Arte: Bloomberg noticia operação da Polícia Federal sobre filme Dark Horse de Bolsonaro

A agência norte-americana Bloomberg noticiou na quinta-feira, 10 de setembro de 2026, que a Polícia Federal deflagrou uma operação para apurar o uso de recursos públicos no financiamento de Dark Horse, filme que narra a trajetória do ex-presidente Jair Bolsonaro. A publicação apresenta o caso como mais um foco de tensão política a menos de um mês do primeiro turno da eleição presidencial, marcada para 4 de outubro.

O texto da Bloomberg é curto e factual: informa que a investigação mira o repasse de verbas de emendas parlamentares a entidades ligadas à produção do longa e que agentes cumpriram dezenas de mandados em quatro unidades da federação. Para o leitor brasileiro, o episódio se conecta a uma novela que a imprensa estrangeira já vinha acompanhando — a crise no Supremo Tribunal Federal e o desdobramento do colapso do Banco Master, temas que este blog cobriu nos últimos dias.

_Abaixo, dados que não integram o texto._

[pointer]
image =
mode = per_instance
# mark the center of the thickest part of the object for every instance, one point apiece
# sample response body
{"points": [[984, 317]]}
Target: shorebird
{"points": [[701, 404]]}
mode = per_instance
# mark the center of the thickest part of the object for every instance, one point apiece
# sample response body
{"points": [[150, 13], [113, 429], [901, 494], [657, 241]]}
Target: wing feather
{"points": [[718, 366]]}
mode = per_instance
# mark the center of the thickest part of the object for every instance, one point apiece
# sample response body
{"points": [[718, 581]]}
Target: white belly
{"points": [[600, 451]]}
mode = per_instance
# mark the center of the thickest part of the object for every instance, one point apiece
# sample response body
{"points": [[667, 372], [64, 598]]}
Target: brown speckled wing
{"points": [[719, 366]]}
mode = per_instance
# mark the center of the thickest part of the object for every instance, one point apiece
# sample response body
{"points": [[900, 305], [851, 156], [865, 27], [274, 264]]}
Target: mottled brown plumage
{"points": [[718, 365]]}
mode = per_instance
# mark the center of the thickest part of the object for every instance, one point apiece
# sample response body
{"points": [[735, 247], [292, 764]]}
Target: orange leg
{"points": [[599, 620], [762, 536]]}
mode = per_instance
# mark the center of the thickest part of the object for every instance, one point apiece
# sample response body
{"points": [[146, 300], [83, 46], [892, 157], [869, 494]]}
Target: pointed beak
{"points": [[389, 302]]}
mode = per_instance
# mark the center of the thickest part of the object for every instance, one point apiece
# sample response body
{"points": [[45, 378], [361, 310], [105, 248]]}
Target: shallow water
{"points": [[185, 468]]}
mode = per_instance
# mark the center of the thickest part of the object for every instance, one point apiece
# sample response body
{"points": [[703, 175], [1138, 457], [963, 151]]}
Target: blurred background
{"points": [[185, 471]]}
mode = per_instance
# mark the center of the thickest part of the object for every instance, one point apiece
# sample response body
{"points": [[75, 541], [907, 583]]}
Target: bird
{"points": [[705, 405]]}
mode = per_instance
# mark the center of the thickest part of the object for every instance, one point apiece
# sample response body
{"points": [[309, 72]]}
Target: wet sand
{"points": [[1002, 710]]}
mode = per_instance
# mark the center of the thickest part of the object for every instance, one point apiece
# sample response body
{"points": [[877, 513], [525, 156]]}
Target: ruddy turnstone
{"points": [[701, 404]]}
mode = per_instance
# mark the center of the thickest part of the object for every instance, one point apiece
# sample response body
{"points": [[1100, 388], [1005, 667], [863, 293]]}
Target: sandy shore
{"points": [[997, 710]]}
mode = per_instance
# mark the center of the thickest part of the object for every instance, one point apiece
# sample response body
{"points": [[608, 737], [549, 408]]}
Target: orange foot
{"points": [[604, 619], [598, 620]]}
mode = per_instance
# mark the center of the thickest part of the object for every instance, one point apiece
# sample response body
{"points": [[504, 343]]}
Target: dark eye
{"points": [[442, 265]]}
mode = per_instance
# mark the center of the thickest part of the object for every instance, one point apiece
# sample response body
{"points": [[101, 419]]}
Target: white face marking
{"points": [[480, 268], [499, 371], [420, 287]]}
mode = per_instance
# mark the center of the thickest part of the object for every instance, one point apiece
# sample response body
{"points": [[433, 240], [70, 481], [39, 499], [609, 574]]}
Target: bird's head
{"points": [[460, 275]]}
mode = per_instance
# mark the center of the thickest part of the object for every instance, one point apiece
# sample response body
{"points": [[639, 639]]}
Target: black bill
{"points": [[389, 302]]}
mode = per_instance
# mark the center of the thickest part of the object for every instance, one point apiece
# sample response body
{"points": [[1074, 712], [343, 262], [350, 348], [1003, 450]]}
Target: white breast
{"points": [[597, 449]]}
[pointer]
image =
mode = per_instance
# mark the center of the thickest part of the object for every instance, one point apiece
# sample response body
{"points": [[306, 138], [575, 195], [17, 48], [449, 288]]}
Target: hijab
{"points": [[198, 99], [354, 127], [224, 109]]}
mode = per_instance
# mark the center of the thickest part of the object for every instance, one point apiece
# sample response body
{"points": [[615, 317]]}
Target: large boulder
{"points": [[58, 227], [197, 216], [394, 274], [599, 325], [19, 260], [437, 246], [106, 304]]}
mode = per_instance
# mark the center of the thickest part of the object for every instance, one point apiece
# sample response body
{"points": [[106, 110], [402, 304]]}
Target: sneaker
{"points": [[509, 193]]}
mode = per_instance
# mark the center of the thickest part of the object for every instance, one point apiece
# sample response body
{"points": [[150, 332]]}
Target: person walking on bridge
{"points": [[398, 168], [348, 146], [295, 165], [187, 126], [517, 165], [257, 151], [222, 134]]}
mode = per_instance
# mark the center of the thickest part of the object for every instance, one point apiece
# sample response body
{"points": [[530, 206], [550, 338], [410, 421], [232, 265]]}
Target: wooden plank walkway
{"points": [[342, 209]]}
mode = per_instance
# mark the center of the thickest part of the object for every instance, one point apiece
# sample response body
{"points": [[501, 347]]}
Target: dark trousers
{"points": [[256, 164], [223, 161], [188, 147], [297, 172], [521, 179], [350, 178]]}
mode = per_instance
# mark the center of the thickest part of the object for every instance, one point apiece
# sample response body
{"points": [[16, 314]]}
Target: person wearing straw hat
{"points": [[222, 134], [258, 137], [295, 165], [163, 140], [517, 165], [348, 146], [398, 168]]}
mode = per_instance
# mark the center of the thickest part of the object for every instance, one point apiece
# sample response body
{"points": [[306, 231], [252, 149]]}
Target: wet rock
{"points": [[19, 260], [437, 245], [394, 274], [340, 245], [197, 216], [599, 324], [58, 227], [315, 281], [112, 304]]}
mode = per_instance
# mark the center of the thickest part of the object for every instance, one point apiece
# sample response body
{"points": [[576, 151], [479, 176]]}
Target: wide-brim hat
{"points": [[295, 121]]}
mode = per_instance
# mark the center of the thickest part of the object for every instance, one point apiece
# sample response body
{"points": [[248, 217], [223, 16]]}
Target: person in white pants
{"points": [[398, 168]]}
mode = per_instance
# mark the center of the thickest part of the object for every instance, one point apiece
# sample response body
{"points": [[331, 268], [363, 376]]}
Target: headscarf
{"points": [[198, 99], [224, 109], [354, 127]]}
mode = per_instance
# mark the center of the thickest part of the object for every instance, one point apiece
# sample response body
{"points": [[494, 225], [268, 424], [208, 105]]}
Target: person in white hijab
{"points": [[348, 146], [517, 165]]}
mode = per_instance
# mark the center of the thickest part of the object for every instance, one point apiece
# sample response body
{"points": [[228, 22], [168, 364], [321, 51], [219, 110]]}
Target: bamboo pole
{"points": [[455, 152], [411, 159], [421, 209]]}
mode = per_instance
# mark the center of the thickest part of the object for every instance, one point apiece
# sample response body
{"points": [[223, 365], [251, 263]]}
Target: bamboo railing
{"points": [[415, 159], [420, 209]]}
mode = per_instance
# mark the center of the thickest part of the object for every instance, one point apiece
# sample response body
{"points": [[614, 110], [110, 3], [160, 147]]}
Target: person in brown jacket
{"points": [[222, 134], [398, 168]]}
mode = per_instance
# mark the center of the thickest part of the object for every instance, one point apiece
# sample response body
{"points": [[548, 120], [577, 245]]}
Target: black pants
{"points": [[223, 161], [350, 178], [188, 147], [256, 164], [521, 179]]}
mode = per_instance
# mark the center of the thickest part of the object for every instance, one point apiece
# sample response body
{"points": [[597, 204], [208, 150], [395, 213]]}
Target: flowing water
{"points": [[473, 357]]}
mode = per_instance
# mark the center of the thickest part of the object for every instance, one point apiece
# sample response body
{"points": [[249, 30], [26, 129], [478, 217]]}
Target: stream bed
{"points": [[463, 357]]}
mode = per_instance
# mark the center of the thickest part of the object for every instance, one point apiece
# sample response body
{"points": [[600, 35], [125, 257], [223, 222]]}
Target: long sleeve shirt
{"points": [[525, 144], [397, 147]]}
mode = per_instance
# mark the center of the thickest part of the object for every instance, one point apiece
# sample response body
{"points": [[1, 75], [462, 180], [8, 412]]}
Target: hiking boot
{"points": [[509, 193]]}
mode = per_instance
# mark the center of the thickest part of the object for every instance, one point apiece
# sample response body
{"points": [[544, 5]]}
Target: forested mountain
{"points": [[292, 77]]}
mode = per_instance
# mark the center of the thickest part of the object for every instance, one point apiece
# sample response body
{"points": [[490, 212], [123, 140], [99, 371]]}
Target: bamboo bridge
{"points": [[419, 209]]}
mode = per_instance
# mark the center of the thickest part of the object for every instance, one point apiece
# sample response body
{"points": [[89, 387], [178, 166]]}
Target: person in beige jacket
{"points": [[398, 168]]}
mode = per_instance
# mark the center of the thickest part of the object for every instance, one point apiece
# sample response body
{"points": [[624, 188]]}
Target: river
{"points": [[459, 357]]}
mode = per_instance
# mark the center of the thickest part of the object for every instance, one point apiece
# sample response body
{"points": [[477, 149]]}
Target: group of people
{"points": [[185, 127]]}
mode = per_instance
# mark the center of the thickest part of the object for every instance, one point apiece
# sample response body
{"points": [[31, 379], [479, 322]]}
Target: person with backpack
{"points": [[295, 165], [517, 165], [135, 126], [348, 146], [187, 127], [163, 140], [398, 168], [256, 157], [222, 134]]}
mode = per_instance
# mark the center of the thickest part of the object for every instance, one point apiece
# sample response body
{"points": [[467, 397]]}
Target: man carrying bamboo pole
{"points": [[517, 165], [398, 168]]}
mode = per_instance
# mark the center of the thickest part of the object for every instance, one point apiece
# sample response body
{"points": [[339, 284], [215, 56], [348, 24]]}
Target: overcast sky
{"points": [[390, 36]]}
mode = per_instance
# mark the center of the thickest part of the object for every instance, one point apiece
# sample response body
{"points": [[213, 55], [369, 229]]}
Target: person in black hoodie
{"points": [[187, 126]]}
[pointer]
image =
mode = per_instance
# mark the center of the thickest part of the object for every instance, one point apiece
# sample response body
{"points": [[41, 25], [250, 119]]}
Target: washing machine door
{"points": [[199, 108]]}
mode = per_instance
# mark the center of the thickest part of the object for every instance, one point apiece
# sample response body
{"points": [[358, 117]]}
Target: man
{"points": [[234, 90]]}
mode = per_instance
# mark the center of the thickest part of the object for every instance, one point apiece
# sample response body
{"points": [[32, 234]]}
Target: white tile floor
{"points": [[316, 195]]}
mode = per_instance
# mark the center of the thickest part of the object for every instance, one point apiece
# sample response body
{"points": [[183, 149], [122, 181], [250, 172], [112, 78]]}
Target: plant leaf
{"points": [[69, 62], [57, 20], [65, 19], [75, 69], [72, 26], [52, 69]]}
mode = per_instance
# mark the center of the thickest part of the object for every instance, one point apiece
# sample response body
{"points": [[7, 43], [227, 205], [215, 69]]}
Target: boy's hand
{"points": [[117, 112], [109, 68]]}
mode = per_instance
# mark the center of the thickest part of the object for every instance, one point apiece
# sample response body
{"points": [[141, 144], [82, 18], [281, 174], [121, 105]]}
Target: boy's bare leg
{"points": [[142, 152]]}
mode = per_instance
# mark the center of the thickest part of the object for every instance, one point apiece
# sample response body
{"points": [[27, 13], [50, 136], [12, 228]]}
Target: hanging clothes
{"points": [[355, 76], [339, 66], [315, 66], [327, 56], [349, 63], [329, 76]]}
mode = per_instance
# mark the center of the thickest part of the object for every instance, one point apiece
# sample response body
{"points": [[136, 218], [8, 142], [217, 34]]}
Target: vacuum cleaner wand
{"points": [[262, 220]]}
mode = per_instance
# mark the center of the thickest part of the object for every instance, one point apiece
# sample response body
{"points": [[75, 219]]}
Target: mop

Operação Make Up: os números

Segundo a Polícia Federal, a ação foi batizada de Operação Make Up e autorizada pelo ministro Flávio Dino, do STF. Foram 49 mandados de busca e apreensão cumpridos em São Paulo, Rio de Janeiro, Ceará e no Distrito Federal. As apurações citam cerca de 29 investigados e os crimes de peculato, falsidade documental, lavagem de dinheiro, organização criminosa e fraude em licitação. A corporação afirma ter identificado movimentação de centenas de milhões de reais entre as empresas que compõem o suposto esquema, com condutas que teriam se estendido até julho de 2026.

Quem são os alvos

O principal nome citado é o do deputado federal Mário Frias (PL-SP), ex-secretário especial da Cultura no governo Bolsonaro e produtor-executivo do filme. Também é alvo a empresária Karina Ferreira da Gama, apontada como responsável pela produtora Go Up Entertainment e pela ONG Instituto Conhecer Brasil. Durante as buscas, a PF apreendeu o celular do parlamentar, além de documentos e dispositivos eletrônicos. Por meio de suas defesas, os investigados afirmam que vão colaborar com a apuração e negam irregularidades.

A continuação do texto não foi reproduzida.